Cette vision relationnelle du pouvoir a été confortée par d’autres auteurs (Bachrach et Baratz, 1962, Lukes, 1974, Bourdieu, 1989), qui ont chacun apporté des nuances quant à la façon dont le pouvoir peut être sollicité pour l’atteinte d’objectifs précis. Ultimement, l’idée d’approche structurelle est apparue en introduisant la notion de mode opératoire du pouvoir. Wolf (1999) éclaircit ce glissement du relationnel vers le structurel en proposant différentes modalités du pouvoir qui s’inscrivent dans les relations sociales : celui des individus et de leur pouvoir d’action directe sur l’autre, celui de ces mêmes individus en interaction sociale pour s’imposer à l’autre, celui de groupes qui sont en mesure de contrôler le contexte dans lequel apparaissent les relations sociales, et enfin celui qui réfère à la capacité de façonner ce même contexte.

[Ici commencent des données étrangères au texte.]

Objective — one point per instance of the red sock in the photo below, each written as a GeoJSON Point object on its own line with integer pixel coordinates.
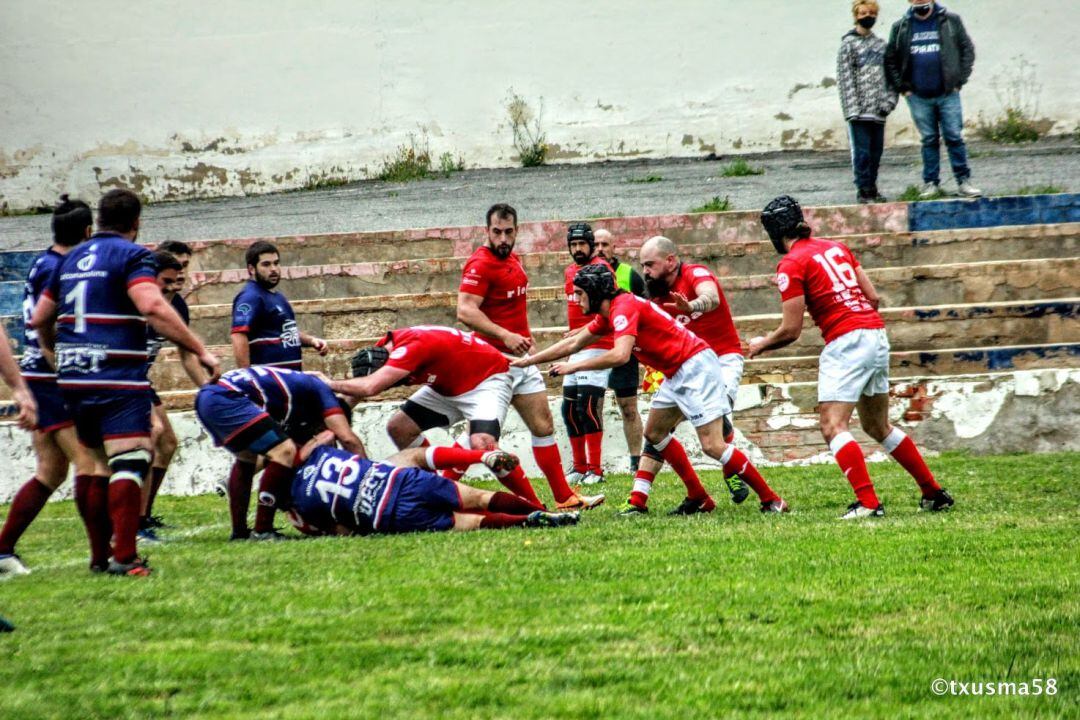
{"type": "Point", "coordinates": [643, 486]}
{"type": "Point", "coordinates": [499, 520]}
{"type": "Point", "coordinates": [240, 494]}
{"type": "Point", "coordinates": [903, 450]}
{"type": "Point", "coordinates": [738, 463]}
{"type": "Point", "coordinates": [125, 498]}
{"type": "Point", "coordinates": [516, 483]}
{"type": "Point", "coordinates": [594, 443]}
{"type": "Point", "coordinates": [551, 464]}
{"type": "Point", "coordinates": [157, 475]}
{"type": "Point", "coordinates": [674, 454]}
{"type": "Point", "coordinates": [453, 457]}
{"type": "Point", "coordinates": [92, 500]}
{"type": "Point", "coordinates": [579, 453]}
{"type": "Point", "coordinates": [25, 506]}
{"type": "Point", "coordinates": [849, 457]}
{"type": "Point", "coordinates": [273, 487]}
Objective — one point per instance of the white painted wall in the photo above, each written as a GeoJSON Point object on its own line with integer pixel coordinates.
{"type": "Point", "coordinates": [199, 98]}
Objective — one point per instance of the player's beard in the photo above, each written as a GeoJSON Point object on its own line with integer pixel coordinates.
{"type": "Point", "coordinates": [657, 286]}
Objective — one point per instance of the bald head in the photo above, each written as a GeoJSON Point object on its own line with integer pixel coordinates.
{"type": "Point", "coordinates": [659, 259]}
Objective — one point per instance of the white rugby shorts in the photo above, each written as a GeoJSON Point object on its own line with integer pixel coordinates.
{"type": "Point", "coordinates": [853, 365]}
{"type": "Point", "coordinates": [697, 390]}
{"type": "Point", "coordinates": [595, 378]}
{"type": "Point", "coordinates": [488, 401]}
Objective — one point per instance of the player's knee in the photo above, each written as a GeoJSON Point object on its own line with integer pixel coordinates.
{"type": "Point", "coordinates": [130, 465]}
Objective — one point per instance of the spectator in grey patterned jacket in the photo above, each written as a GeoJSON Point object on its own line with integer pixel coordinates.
{"type": "Point", "coordinates": [865, 97]}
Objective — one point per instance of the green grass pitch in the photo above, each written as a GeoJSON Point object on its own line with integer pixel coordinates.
{"type": "Point", "coordinates": [732, 614]}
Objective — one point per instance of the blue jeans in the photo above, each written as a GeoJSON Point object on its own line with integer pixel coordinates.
{"type": "Point", "coordinates": [867, 141]}
{"type": "Point", "coordinates": [930, 113]}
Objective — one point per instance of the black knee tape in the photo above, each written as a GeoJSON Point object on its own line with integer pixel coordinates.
{"type": "Point", "coordinates": [487, 426]}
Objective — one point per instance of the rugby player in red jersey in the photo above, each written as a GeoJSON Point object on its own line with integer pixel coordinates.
{"type": "Point", "coordinates": [491, 300]}
{"type": "Point", "coordinates": [692, 294]}
{"type": "Point", "coordinates": [692, 391]}
{"type": "Point", "coordinates": [824, 277]}
{"type": "Point", "coordinates": [462, 378]}
{"type": "Point", "coordinates": [583, 392]}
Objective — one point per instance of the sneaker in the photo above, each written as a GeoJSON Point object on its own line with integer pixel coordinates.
{"type": "Point", "coordinates": [930, 190]}
{"type": "Point", "coordinates": [940, 501]}
{"type": "Point", "coordinates": [269, 535]}
{"type": "Point", "coordinates": [630, 510]}
{"type": "Point", "coordinates": [574, 477]}
{"type": "Point", "coordinates": [737, 488]}
{"type": "Point", "coordinates": [966, 189]}
{"type": "Point", "coordinates": [592, 478]}
{"type": "Point", "coordinates": [542, 519]}
{"type": "Point", "coordinates": [500, 461]}
{"type": "Point", "coordinates": [137, 568]}
{"type": "Point", "coordinates": [775, 506]}
{"type": "Point", "coordinates": [147, 535]}
{"type": "Point", "coordinates": [578, 502]}
{"type": "Point", "coordinates": [11, 565]}
{"type": "Point", "coordinates": [856, 512]}
{"type": "Point", "coordinates": [690, 506]}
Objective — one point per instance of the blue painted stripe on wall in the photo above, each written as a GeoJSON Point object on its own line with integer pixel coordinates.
{"type": "Point", "coordinates": [994, 212]}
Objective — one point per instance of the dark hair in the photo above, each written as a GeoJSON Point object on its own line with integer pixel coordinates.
{"type": "Point", "coordinates": [70, 220]}
{"type": "Point", "coordinates": [501, 211]}
{"type": "Point", "coordinates": [118, 211]}
{"type": "Point", "coordinates": [175, 246]}
{"type": "Point", "coordinates": [257, 248]}
{"type": "Point", "coordinates": [166, 261]}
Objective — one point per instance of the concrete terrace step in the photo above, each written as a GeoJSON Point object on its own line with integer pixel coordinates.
{"type": "Point", "coordinates": [349, 277]}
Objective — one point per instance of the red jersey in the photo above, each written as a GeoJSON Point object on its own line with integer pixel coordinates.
{"type": "Point", "coordinates": [660, 341]}
{"type": "Point", "coordinates": [503, 285]}
{"type": "Point", "coordinates": [716, 327]}
{"type": "Point", "coordinates": [574, 314]}
{"type": "Point", "coordinates": [824, 271]}
{"type": "Point", "coordinates": [448, 360]}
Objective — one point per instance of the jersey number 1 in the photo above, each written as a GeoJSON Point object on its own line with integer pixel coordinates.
{"type": "Point", "coordinates": [78, 297]}
{"type": "Point", "coordinates": [840, 272]}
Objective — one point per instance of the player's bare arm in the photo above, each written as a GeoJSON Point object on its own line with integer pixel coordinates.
{"type": "Point", "coordinates": [791, 328]}
{"type": "Point", "coordinates": [24, 401]}
{"type": "Point", "coordinates": [342, 431]}
{"type": "Point", "coordinates": [471, 315]}
{"type": "Point", "coordinates": [709, 299]}
{"type": "Point", "coordinates": [867, 287]}
{"type": "Point", "coordinates": [618, 355]}
{"type": "Point", "coordinates": [373, 384]}
{"type": "Point", "coordinates": [241, 349]}
{"type": "Point", "coordinates": [315, 343]}
{"type": "Point", "coordinates": [164, 318]}
{"type": "Point", "coordinates": [561, 349]}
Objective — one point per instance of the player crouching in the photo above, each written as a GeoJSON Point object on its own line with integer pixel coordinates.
{"type": "Point", "coordinates": [824, 277]}
{"type": "Point", "coordinates": [694, 388]}
{"type": "Point", "coordinates": [337, 492]}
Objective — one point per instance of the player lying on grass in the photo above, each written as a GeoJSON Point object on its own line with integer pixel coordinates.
{"type": "Point", "coordinates": [337, 492]}
{"type": "Point", "coordinates": [462, 378]}
{"type": "Point", "coordinates": [247, 410]}
{"type": "Point", "coordinates": [824, 277]}
{"type": "Point", "coordinates": [693, 390]}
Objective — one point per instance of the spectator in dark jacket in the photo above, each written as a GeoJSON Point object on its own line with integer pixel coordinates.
{"type": "Point", "coordinates": [865, 97]}
{"type": "Point", "coordinates": [929, 58]}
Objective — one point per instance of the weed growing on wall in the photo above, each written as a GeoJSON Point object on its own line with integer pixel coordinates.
{"type": "Point", "coordinates": [1017, 91]}
{"type": "Point", "coordinates": [529, 138]}
{"type": "Point", "coordinates": [717, 204]}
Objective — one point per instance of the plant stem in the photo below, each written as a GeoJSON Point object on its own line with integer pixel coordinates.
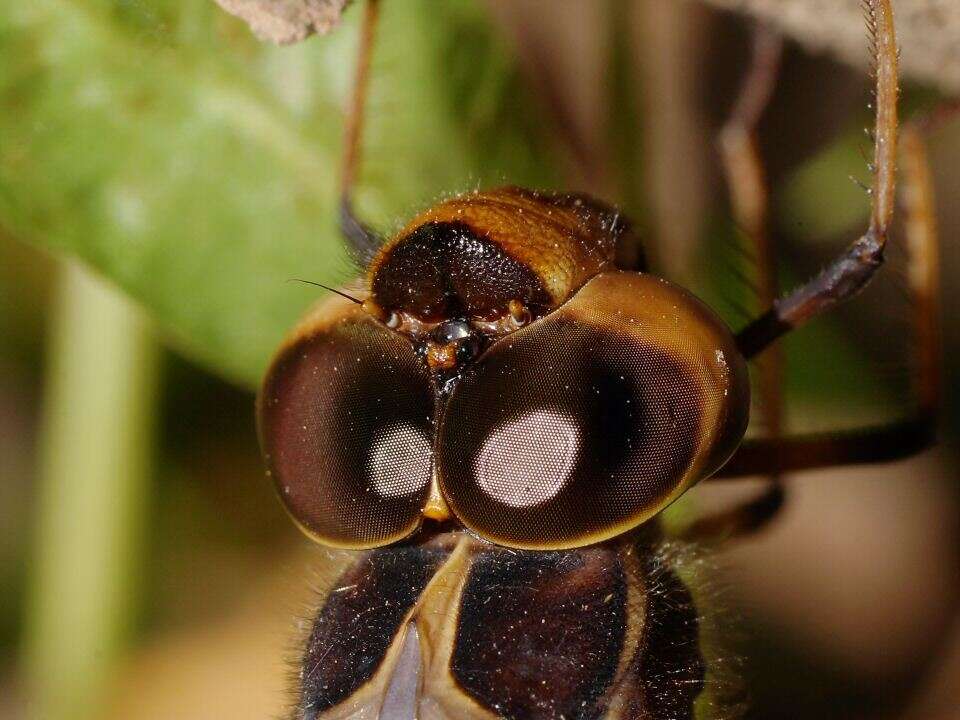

Donc, même si le pouvoir s’inscrit à travers des relations où des groupes d’acteurs sont en mesure de mobiliser des ressources (économique, politique, culturelle) pour imposer des contraintes directes qui vont à l’encontre des intérêts d’autres groupes visés, il existe une déclinaison structurelle du pouvoir dans laquelle la notion d’intentionnalité directe est plus floue et moins perceptible41.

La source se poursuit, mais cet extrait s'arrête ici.